Time to recurrence analysis in AC
Data covering time to recurrence from the surgery were used to construct K-M survival curves that were further statistically evaluated with log-rank tests and univariable and multivariable Cox PH regression (Fig. 6 – B). The analysis of K-M curves stratified by the WGCNA network screening marker for recurrence showed a significant difference in survival curves under p-value < 0.0001 in the log-rank test and HR = 14.28 (95% CI: 3.17–64.33) with p = 0.0011 in Cox PH univariable model, suggesting that the marker can be evaluated as a risk factor for short time to recurrence (TTR) in AC patients. However, wide confidence intervals reflecting sample size should be considered in effect size assesment.

Genomic annotation of prognostic DNA methylation markers
To characterize the regulatory context of identified prognostic markers, we performed genomic annotation using regulatory databases (Supplementary Table S4). All four markers are located within intronic regions and overlap with candidate cis-regulatory elements (cCREs). The SCC WGCNA blue module hub marker for epitype 1a (SYT1 intron 2) and SCC WGCNA network screening marker for epitype 3b (SNAP91 intron 1) overlap with proximal enhancers (EH38E3029022 and EH38E3718863 respectively), while the SCC WGCNA network screening marker for epitype 1a (LINC01633 intron 2) overlaps with a distal enhancer (EH38E3985974). The AC WGCNA network screening marker for recurrence (DDI2 intron 1) maps to a region classified as transcription factor-associated (EH38E3955575). Transcription factor binding analysis revealed enrichment for cancer-relevant regulatory networks, including SMAD2/3 signaling, FOXA1 network, retinoblastoma protein regulation, NFAT-dependent transcription in lymphocytes, and Notch-mediated signaling. An eQTL colocalizing with the LINC01633 marker (network screening for SCC epitype 1a) was associated with NIBAN1 expression in GTEx (p = 9.78 × 10− 2 4).

Immune cell infiltration evaluation in AC and SCC epigenetic subtypes
The analysis of tumor immune microenvironment (TIME) heterogeneity among identified epigenetic subtypes showed significant differences (Fig. 7, Supplementary File S2). In SCC, an epitype 1a was characterized by high MicroenvironmentScore (rpb = 0.53, q-value = 4.11 × 10−6), StromaScore rpb = 0.49, q-value = 2.1 × 10−5), ImmuneScore (rpb = 0.39, q-value = 8.7 × 10−4), and an enrichment of for example: CD8+ T−cells (rpb = 0.39, q-value = 1.1 × 10−3), eosinophils (rpb = 0.36, q-value = 3.0 × 10−3) and CD4+ naive T−cells (rpb = 0.28, q-value = 2.1 × 10−2), as well as depletion of for e.g.: MEP (megakaryocytic-erythroid progenitors, rpb = −0.46, q-value = 7.7 × 10−5) and Th2 cells (rpb = −0.41, q-value = 5.3 × 10−4).

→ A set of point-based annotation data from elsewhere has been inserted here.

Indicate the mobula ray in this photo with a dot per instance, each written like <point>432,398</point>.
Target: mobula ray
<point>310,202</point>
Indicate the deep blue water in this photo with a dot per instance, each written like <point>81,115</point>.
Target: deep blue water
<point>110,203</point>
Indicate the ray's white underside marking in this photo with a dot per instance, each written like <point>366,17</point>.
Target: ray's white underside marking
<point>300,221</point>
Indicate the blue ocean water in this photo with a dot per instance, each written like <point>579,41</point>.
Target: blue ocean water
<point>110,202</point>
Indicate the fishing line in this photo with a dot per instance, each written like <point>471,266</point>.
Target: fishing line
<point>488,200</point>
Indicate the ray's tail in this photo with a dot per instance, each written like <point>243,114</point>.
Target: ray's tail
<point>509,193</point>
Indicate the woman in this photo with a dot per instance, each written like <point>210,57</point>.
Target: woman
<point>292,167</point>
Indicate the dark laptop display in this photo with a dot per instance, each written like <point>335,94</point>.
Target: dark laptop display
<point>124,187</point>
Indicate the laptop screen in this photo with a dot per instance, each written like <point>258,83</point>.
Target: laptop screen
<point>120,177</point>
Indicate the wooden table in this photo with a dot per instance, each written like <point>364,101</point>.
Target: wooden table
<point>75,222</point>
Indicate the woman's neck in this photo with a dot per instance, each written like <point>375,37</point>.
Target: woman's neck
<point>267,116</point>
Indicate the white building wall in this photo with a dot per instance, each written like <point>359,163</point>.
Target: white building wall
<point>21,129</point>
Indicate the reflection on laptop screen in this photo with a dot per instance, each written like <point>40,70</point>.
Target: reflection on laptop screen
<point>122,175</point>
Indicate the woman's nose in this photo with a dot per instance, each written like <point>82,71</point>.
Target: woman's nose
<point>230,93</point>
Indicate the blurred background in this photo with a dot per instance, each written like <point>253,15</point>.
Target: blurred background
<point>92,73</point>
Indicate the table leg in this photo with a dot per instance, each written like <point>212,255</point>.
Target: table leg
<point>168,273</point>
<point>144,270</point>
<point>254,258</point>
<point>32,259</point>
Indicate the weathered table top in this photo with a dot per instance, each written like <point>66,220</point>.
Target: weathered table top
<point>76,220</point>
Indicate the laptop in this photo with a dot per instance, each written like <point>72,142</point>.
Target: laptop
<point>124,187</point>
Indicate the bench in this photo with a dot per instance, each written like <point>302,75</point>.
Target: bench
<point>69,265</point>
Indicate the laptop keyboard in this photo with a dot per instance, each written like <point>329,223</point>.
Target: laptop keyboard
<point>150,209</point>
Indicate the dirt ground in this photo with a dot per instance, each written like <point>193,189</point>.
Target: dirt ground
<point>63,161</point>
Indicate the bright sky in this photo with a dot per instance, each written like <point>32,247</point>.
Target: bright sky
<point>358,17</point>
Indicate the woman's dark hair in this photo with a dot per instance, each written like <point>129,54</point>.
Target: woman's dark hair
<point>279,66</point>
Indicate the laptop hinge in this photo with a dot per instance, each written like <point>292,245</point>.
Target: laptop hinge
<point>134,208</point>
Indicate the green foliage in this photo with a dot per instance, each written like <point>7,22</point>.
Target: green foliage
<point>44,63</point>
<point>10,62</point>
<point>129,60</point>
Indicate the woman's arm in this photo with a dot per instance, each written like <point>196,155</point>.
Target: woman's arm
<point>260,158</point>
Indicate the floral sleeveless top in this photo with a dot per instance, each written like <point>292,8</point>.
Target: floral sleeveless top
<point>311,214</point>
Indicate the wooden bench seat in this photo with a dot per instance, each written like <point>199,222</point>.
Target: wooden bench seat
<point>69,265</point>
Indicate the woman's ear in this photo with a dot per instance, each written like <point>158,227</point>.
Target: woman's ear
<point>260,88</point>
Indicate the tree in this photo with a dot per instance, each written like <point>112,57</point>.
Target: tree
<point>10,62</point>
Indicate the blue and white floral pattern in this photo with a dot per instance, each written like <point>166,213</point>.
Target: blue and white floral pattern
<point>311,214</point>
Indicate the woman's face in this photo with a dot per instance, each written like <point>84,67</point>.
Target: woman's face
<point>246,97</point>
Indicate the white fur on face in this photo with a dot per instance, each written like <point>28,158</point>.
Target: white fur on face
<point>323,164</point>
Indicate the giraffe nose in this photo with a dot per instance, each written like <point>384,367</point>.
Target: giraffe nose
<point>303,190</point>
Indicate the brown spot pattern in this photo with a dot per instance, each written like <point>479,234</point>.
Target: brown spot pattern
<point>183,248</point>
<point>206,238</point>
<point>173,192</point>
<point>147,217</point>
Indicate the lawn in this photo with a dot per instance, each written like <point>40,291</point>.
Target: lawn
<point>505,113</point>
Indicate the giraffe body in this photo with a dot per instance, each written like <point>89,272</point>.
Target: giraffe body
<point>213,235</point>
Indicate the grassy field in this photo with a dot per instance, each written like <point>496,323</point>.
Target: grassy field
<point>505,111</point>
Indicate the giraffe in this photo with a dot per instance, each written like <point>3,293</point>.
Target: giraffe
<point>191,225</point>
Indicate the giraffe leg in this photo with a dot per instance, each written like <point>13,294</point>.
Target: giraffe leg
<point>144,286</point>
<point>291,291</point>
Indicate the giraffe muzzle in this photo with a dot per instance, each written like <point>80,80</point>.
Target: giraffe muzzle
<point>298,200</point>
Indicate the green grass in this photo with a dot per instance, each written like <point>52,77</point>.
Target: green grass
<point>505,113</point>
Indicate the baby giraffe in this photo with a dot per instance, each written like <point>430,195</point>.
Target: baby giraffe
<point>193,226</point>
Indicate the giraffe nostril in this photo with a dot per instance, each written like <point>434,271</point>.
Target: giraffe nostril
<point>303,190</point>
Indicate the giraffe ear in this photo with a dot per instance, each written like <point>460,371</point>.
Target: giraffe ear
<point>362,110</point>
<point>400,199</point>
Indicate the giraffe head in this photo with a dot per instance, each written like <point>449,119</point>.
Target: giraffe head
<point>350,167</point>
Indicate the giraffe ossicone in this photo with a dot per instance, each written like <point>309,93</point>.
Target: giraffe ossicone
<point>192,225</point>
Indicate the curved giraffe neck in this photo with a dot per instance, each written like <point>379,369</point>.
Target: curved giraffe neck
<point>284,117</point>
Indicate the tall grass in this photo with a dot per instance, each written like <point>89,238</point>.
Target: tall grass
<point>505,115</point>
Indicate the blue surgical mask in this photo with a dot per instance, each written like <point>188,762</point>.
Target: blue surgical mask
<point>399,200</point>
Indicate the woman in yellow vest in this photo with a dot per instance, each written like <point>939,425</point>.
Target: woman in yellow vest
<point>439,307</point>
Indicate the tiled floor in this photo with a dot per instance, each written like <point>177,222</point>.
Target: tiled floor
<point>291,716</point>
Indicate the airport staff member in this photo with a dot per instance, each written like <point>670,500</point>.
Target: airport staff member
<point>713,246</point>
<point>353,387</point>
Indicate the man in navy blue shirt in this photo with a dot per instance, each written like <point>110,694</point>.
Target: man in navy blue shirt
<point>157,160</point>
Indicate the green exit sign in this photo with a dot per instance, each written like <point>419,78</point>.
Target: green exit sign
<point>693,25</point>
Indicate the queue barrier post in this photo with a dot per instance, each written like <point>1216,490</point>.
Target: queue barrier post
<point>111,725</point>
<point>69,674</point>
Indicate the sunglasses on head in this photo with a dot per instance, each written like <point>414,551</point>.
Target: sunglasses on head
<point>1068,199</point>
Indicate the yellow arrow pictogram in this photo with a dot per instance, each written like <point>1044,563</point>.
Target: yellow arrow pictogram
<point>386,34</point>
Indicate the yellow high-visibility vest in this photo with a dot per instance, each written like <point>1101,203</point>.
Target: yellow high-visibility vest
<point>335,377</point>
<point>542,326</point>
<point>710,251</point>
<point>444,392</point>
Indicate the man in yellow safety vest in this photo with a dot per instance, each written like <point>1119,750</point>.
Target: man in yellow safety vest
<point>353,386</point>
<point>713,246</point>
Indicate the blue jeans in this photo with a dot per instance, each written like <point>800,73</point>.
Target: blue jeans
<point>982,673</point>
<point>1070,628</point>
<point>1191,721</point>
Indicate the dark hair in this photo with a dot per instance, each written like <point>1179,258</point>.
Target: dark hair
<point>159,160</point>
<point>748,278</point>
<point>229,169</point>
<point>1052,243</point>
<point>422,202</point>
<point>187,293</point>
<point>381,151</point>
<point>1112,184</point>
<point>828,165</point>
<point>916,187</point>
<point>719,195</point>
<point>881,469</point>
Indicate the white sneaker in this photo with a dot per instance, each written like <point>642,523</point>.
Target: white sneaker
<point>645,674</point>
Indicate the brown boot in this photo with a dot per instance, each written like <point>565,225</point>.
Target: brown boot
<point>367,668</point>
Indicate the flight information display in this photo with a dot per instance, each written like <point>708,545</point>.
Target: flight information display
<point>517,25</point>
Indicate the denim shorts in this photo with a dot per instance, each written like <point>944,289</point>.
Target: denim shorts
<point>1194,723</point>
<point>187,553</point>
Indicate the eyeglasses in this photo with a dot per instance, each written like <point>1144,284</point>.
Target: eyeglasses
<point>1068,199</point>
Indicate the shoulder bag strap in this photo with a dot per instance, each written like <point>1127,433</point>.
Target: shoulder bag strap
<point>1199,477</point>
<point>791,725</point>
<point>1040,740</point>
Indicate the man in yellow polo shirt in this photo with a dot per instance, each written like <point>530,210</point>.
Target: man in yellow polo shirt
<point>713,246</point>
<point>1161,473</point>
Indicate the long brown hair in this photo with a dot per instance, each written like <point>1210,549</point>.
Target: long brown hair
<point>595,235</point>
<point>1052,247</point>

In contrast, an epitype 3b of SCC was characterized by an enrichment of MEP (megakaryocytic-erythroid progenitors, rpb = 0.33, q-value = 6.4 × 10−3) and Th2 cells (rpb = 0.26, q-value = 3.3 × 10−2), and a depletion of MSC (mesenchymal stem cells, rpb = −0.27, q-value = 2.3 × 10−2) and CAF (cancer-associated fibroblast, rpb = −0.26, q-value = 3.0 × 10−2).
The epitype 2b of AC was characterized by high ImmuneScore (rpb = 0.29, q-value = 4.5 × 10−5), and an enrichment of: class−switched memory B−cells (rpb = 0.45, q-value = 1.9 × 10−2), CD8+ T−cells (rpb = 0.43, q-value = 2.1 × 10−3), CD8+ Tcm (rpb = 0.42, q-value = 2.5 × 10−3), Tregs (rpb = 0.41, q-value = 3.0 × 10−3) and CD4+ naive T−cells (rpb = 0.38, q-value = 6.8 × 10−3), as well as depletion of neutrophils (rpb = −0.30, q-value = 3.9 × 10−2).

Discussion

Discussion

Principal findings
The primary objective of this study was to translate tumor epigenetic profiling into clinically applicable prognostic tools for early-stage NSCLC. Toward this goal, we have shown that DNAm markers are of significant prognostic value in the mortality and recurrence risk estimation models in NSCLC. Epigenetic subtyping and network-based biomarker selection served as methodological steps enabling the identification of single-locus signatures with potential for routine clinical implementation. Based on genome-wide DNAm profiling of NSCLC tumors, we have detected five epigenetic subtypes of AC and SCC separately. Identified epitypes were clinically and immunologically distinct. Adding the information from the clinicopathological analysis of data collected at the time of surgery and during five-year follow-up, we have identified that in SCC epitype 1a is associated with the worst prognosis in terms of overall survival (OS), while epitype 3b with the best prognosis of OS. We have developed a prognostic model for death within five years (5yM) from surgery in SCC that included sex, TNM staging, and a single DNAm-based marker for epitype 1a. In AC, epitype 2b is associated with the best prognosis in terms of time to recurrence (TTR). We have developed a prognostic model for recurrence within five years (5 yR) from surgery in AC that included sex, SUVmax, and a single DNAm-based methylation marker for recurrence.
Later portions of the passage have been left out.